I realize that what I am about to write will probably offend even some of my most loyal followers, but it needs to be said. Natural history museums, zoos, nature centers, parks, and other public and private institutions have come to rely too heavily on volunteers to accomplish their missions, especially in management of specimen collections.
Case in point: Today one of my Facebook friends posted this recruiting announcement. I was all excited until I saw it was for volunteers. Do you really want non-professionals handling specimens? The time and expense to properly train them really outweighs hiring a professional? You can’t contract for this kind of work?
Those institutions that do offer paying opportunities sometimes have unrealistic expectations, desiring PhD- or Masters-level candidates when a Bachelor’s degree, or even experience in lieu of a degree, would be more than enough to execute the requirements of the position. Increasingly, work in collections management in particular has become grant-dependent, for a limited amount of time, and still heavily reliant on volunteers being managed by the person hired for the project. This only serves to set up a destructive cycle of neglect of collections followed by salvaging of specimens years later, followed by another period of neglect and so on.

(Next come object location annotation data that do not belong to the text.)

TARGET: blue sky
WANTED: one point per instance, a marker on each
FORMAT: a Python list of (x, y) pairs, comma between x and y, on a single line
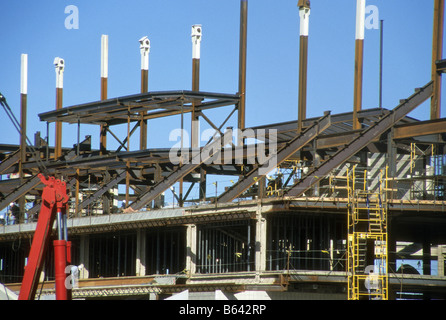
[(38, 29)]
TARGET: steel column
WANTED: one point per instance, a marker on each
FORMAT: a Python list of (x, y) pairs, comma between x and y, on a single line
[(145, 50), (242, 66), (359, 62), (437, 54), (304, 13), (196, 47), (60, 66), (23, 112), (104, 84)]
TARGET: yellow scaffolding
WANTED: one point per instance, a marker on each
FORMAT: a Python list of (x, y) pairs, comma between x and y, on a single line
[(367, 239)]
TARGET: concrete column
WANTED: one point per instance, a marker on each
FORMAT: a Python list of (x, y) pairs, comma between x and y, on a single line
[(260, 254), (84, 257), (141, 252), (191, 247)]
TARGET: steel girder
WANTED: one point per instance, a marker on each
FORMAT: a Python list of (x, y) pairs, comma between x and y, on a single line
[(366, 137)]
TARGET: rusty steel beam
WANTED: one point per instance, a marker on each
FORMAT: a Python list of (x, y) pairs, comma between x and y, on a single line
[(20, 191), (198, 158), (362, 141), (120, 176), (422, 128), (284, 153)]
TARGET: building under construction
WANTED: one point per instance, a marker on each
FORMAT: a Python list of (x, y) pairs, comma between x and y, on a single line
[(340, 206)]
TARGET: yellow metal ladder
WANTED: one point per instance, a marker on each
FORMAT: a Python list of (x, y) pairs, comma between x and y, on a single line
[(367, 231)]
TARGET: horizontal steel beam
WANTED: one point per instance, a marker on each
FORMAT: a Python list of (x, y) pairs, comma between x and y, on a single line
[(362, 141), (30, 183), (159, 104), (420, 129), (100, 192), (10, 161), (284, 153), (201, 157)]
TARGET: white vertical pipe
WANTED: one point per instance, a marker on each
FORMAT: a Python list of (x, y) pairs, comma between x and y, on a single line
[(59, 64), (360, 19), (145, 50), (104, 56), (24, 74), (196, 41), (304, 15)]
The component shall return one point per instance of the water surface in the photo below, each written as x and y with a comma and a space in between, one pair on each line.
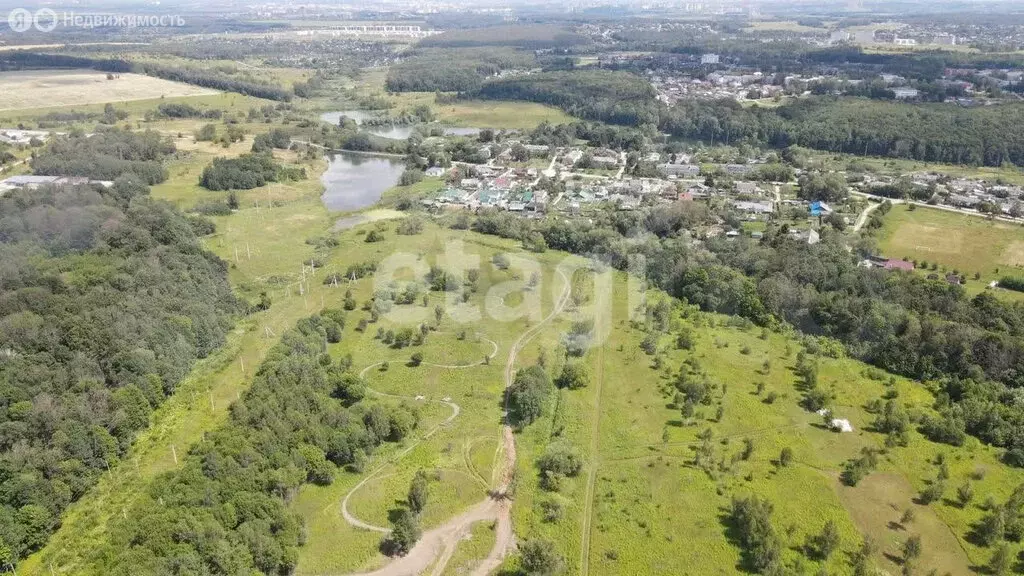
353, 181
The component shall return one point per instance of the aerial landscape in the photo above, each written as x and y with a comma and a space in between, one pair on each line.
512, 288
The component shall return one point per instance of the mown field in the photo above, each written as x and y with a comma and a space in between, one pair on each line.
29, 89
641, 504
963, 243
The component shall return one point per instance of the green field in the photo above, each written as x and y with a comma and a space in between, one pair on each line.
957, 242
642, 503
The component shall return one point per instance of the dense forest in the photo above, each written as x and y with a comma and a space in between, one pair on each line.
971, 348
930, 132
107, 155
24, 59
225, 510
619, 97
989, 135
105, 301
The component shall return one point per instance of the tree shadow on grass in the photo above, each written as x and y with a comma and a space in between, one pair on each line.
732, 536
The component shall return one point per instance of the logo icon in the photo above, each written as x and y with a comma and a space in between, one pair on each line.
46, 19
20, 19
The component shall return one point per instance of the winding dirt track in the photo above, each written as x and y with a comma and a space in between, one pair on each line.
437, 545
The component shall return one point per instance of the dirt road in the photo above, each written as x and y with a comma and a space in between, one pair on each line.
436, 546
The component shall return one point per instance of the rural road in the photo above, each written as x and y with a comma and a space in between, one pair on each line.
862, 218
349, 518
439, 543
964, 211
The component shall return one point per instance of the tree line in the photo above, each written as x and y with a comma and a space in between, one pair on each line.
247, 171
105, 156
932, 132
107, 299
972, 347
226, 509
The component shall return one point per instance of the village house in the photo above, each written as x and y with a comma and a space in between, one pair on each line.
750, 189
679, 170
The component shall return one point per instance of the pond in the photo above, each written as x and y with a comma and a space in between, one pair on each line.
353, 181
397, 132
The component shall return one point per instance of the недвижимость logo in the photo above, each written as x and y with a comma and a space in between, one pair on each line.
45, 19
20, 19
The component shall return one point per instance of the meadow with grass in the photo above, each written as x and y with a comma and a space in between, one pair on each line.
652, 424
963, 244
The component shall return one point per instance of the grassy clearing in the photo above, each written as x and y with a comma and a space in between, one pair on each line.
58, 88
463, 452
956, 242
224, 100
897, 167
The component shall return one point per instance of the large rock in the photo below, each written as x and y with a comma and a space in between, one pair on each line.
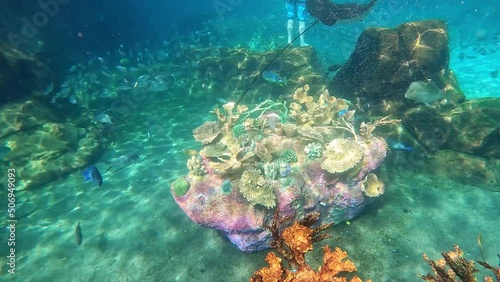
216, 201
471, 127
386, 61
215, 73
21, 75
42, 149
466, 169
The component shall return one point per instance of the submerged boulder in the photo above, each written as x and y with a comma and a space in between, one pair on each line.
387, 60
22, 75
225, 73
471, 127
41, 148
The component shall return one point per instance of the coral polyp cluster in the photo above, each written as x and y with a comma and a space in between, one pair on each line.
454, 266
296, 156
293, 244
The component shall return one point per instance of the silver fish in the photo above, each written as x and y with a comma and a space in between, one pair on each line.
121, 68
49, 89
124, 87
103, 118
424, 91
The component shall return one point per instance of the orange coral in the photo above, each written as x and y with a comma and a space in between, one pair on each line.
458, 267
292, 245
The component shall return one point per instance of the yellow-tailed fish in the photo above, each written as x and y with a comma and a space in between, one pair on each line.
190, 152
78, 235
480, 244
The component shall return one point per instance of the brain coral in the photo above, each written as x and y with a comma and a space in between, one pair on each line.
341, 155
256, 189
207, 132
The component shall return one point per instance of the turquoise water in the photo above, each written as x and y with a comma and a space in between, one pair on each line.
134, 231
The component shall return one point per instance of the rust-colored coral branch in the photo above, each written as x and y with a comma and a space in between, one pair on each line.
453, 265
292, 244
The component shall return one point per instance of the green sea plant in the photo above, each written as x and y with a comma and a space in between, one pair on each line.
271, 170
180, 186
314, 150
267, 106
288, 156
238, 130
256, 189
226, 187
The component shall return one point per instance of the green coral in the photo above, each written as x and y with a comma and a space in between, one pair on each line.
288, 156
314, 151
180, 186
256, 189
214, 150
226, 187
239, 130
271, 169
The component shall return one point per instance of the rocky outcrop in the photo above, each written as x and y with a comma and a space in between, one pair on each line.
471, 127
22, 75
226, 73
386, 61
42, 149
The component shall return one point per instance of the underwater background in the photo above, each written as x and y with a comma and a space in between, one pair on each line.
117, 85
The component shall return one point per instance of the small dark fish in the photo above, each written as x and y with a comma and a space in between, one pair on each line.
334, 67
4, 151
273, 77
92, 173
329, 13
396, 145
123, 161
78, 235
494, 74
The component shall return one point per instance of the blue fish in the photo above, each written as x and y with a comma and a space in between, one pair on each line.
4, 151
92, 173
343, 112
273, 77
396, 145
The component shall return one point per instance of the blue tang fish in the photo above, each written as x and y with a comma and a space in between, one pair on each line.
396, 145
273, 77
92, 173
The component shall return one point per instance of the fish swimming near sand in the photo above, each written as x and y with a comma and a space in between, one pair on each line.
396, 145
273, 77
78, 235
91, 173
103, 118
424, 92
4, 151
123, 161
329, 13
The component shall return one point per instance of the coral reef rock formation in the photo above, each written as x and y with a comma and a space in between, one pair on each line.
386, 61
236, 179
42, 149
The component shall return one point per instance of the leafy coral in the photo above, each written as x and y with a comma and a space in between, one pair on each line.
342, 155
313, 150
288, 156
226, 187
207, 132
214, 150
256, 189
238, 130
180, 186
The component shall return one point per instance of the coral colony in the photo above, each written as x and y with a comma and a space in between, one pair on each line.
301, 158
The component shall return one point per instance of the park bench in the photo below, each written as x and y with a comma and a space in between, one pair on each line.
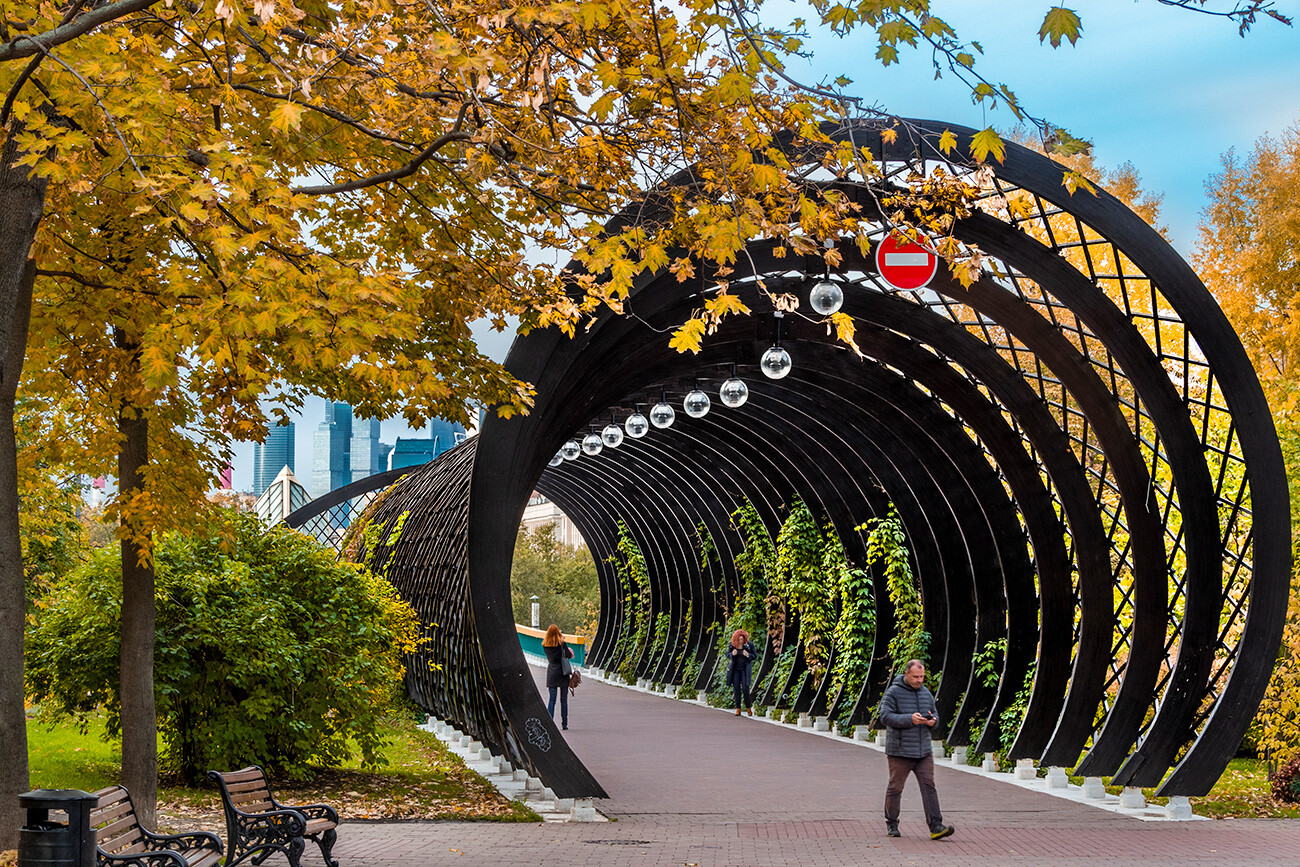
120, 841
258, 824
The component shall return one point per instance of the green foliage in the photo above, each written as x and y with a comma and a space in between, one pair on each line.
269, 650
988, 662
1279, 711
779, 675
1009, 720
856, 631
635, 599
1286, 781
560, 576
758, 606
887, 543
806, 585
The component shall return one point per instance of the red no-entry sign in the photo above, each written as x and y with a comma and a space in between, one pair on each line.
905, 264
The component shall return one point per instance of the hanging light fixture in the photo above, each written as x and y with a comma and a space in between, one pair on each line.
733, 391
592, 443
612, 434
637, 424
776, 362
826, 298
662, 415
696, 403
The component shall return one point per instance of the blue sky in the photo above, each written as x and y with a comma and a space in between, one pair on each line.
1164, 89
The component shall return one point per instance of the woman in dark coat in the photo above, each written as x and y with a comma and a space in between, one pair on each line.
741, 654
557, 651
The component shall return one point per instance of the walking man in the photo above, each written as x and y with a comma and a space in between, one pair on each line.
908, 710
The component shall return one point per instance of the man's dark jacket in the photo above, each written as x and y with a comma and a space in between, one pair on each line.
902, 737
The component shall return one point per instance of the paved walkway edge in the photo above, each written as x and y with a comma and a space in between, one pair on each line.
514, 783
1122, 805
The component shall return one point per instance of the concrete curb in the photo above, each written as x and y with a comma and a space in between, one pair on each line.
1056, 784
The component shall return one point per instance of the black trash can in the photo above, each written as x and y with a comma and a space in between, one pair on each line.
44, 840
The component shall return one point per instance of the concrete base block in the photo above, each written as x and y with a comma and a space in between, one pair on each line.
1132, 798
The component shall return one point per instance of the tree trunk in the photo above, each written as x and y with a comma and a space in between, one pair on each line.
139, 716
22, 199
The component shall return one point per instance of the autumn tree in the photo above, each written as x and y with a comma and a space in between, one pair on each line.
212, 204
1248, 254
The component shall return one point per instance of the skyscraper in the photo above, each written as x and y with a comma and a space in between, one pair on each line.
332, 464
271, 456
368, 452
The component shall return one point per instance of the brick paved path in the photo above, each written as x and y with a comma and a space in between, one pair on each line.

I freely admit that I take all of this as a personal insult to my previous professional experience and current abilities to work in a museum setting and advance the goals of whatever department I’m working in. I don’t think I am necessarily “better” than any other person in this field, but I certainly have better qualifications than a volunteer or docent off the street. Museums deserve better than that as well. I don’t need to make a fortune, either, but I need to be able to pay the rent, afford health care if I need it, pay for my own continuing education, and save for increasingly frequent stretches of unemployment when I don’t have any income.
That leads to another point I believe is not being considered: The failure of investments that retirees were counting on for income has left them looking for paying work as well. The volunteer pool will be steadily shrinking in coming decades. Better to address this now, and reward good work with a paycheck instead of just a pat on the back or a plaque.
The continuing devaluation of professional personnel in the natural sciences, from museum collections to field work and public education must cease. We owe it to current generations, as well as future generations, to deliver the high quality services that only experienced professionals can provide. Could it be that the trend toward “anti-scientifism” is one result of such a heavy reliance on non-scientists to do scientific work and deliver science education? I’m just sayin’.